Andrew Lambirth

A feast of visual delight

There are just 26 drawings and watercolours in the magnificent exhibition at Lowell Libson, but they are all of such quality and interest that the show is a feast of connoisseurship and visual delight.

issue 02 July 2011

There are just 26 drawings and watercolours in the magnificent exhibition at Lowell Libson, but they are all of such quality and interest that the show is a feast of connoisseurship and visual delight. Selected by Libson and Christopher Baker from the National Gallery of Scotland, the range of work gives a distinct flavour of the museum’s holdings, from major watercolours made for exhibition to more informal studies. Here are the big names (Turner, Constable, Blake) and the lesser-known (William Callow, John Webber).
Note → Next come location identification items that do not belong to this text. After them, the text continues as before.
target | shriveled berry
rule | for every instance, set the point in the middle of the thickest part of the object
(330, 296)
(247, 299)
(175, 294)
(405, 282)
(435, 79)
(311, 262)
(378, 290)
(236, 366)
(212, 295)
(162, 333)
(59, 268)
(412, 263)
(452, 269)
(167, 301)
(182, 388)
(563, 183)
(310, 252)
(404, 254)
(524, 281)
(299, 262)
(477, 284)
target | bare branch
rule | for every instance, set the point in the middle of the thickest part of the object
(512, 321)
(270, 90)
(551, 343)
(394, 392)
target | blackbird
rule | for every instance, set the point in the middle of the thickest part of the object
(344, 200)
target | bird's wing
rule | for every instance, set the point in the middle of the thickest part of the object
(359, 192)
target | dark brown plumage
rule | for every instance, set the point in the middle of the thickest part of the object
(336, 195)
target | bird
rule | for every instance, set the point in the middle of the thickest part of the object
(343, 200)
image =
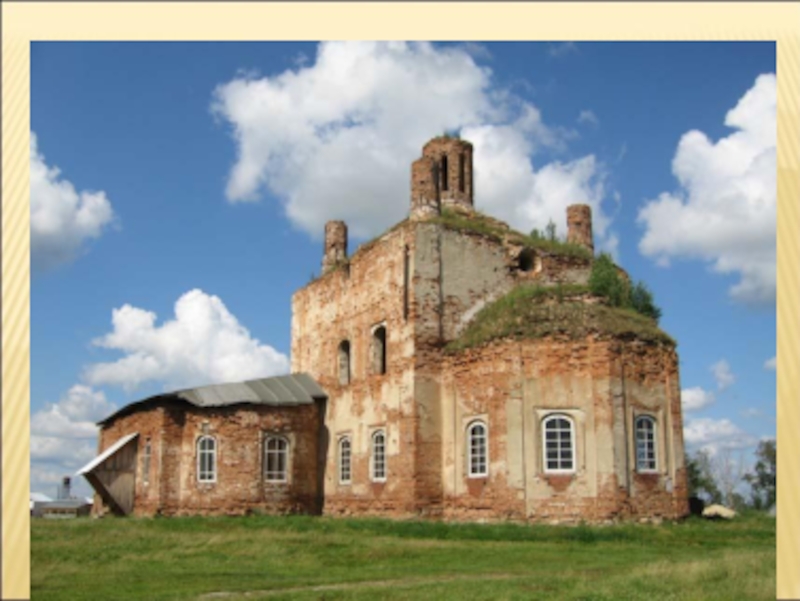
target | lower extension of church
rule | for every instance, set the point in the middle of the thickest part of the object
(452, 368)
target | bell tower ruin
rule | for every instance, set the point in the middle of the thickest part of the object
(335, 244)
(442, 177)
(579, 226)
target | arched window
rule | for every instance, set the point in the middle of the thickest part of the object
(345, 451)
(378, 459)
(276, 459)
(559, 444)
(645, 429)
(344, 362)
(379, 350)
(206, 459)
(477, 450)
(146, 454)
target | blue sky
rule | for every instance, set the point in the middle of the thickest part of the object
(196, 178)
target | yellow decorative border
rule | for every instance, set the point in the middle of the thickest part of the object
(24, 22)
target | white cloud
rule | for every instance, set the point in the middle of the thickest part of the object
(62, 219)
(722, 374)
(335, 139)
(724, 211)
(562, 49)
(588, 116)
(693, 399)
(714, 435)
(203, 344)
(64, 436)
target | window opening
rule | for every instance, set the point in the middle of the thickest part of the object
(379, 456)
(559, 444)
(477, 449)
(344, 460)
(277, 459)
(344, 362)
(645, 444)
(206, 459)
(379, 350)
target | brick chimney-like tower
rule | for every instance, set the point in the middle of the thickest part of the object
(335, 244)
(579, 226)
(442, 177)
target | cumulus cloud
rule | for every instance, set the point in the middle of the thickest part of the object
(64, 436)
(335, 139)
(714, 435)
(693, 399)
(723, 374)
(62, 219)
(562, 49)
(587, 116)
(203, 344)
(724, 210)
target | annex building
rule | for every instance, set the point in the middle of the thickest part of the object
(451, 368)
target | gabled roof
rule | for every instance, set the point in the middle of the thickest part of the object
(106, 454)
(292, 389)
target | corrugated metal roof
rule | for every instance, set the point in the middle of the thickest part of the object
(293, 389)
(106, 454)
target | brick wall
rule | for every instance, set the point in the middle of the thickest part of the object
(240, 487)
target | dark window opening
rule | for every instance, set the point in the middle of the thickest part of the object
(146, 463)
(344, 362)
(379, 350)
(526, 260)
(276, 459)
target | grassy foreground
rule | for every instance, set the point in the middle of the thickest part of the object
(321, 558)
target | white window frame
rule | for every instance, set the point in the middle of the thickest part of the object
(572, 446)
(652, 443)
(376, 462)
(209, 476)
(471, 451)
(269, 475)
(341, 464)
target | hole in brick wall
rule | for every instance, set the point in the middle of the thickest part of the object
(344, 362)
(379, 350)
(526, 260)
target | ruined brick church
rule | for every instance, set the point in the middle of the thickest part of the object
(450, 368)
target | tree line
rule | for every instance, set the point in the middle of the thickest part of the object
(722, 478)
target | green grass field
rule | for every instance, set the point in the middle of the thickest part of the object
(323, 558)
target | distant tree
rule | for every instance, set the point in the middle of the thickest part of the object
(763, 479)
(729, 472)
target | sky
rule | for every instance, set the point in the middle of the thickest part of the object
(179, 193)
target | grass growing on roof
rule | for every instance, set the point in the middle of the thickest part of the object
(286, 557)
(478, 223)
(523, 313)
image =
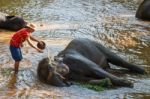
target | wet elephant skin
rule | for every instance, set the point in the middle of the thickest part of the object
(88, 60)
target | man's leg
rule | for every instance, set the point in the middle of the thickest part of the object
(16, 66)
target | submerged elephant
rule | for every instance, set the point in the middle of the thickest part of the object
(87, 61)
(13, 23)
(143, 11)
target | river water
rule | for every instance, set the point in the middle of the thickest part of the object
(110, 22)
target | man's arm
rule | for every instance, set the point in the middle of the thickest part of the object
(34, 39)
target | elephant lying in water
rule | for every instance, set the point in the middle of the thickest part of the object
(143, 11)
(13, 23)
(84, 60)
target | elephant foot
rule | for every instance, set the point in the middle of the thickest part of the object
(124, 83)
(102, 82)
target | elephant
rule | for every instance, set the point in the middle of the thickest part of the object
(12, 23)
(143, 12)
(84, 60)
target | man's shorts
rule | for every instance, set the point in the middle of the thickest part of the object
(16, 53)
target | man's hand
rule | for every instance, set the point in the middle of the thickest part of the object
(39, 50)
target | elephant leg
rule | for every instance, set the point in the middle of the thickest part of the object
(84, 66)
(116, 60)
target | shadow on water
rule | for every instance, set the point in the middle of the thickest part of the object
(110, 22)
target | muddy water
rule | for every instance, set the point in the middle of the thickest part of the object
(110, 22)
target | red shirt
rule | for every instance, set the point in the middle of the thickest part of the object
(19, 37)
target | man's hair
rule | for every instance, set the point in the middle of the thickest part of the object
(41, 45)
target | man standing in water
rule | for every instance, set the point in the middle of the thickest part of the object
(16, 43)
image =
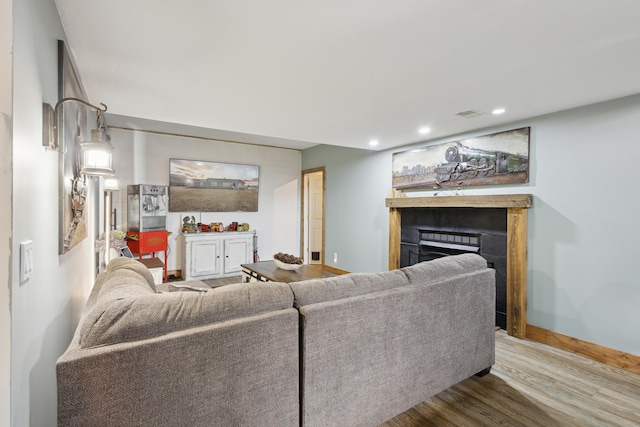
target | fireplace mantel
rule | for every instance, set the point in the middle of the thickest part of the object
(489, 201)
(516, 205)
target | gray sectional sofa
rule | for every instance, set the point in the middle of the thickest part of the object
(353, 350)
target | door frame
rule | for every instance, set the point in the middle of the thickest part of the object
(303, 221)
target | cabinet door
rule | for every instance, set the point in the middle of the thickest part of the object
(205, 258)
(237, 251)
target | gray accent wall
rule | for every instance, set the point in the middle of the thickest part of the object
(583, 234)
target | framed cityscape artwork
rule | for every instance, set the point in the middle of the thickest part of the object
(496, 159)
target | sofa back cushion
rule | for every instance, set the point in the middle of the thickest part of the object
(349, 285)
(128, 310)
(441, 268)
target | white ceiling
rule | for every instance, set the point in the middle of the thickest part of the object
(297, 73)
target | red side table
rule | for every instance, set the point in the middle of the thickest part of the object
(149, 242)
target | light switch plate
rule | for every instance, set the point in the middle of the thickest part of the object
(26, 260)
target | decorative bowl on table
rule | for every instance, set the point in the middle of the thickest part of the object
(285, 266)
(287, 261)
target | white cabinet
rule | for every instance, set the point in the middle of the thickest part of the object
(211, 255)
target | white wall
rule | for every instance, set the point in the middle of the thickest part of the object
(583, 234)
(44, 309)
(143, 158)
(6, 99)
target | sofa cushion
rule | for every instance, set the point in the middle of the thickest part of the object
(438, 269)
(349, 285)
(124, 263)
(117, 317)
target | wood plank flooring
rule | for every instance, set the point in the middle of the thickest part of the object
(533, 384)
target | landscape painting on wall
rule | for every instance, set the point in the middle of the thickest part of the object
(499, 158)
(212, 187)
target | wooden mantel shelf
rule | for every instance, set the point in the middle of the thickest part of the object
(516, 205)
(481, 201)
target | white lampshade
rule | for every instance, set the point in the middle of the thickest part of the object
(97, 155)
(110, 183)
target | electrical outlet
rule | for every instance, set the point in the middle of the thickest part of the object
(26, 260)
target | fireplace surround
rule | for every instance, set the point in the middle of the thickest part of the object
(516, 206)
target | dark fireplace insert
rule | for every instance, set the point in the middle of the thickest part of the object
(430, 233)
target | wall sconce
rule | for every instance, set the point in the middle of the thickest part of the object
(97, 154)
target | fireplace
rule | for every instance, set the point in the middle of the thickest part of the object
(513, 238)
(430, 233)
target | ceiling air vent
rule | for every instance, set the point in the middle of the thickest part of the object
(469, 114)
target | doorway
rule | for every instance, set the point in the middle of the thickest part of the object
(313, 190)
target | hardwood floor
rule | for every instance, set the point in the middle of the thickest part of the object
(533, 384)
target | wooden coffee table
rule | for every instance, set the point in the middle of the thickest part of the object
(268, 271)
Most deal with travel or landscape, but there are figure studies and visions, too. The variety within such a small compass is impressive. For pure pleasure, this show is hard to beat.

In the first viewing room is a large and airy landscape by William Turner of Oxford, depicting Halnaker Windmill, near Chichester. This substantial work, with its poignant use of distant blue and its mastery of space, made me want to look more at a painter I had rather discounted; meanwhile the words of Belloc’s famous poem in Ivor Gurney’s setting echoed through my mind.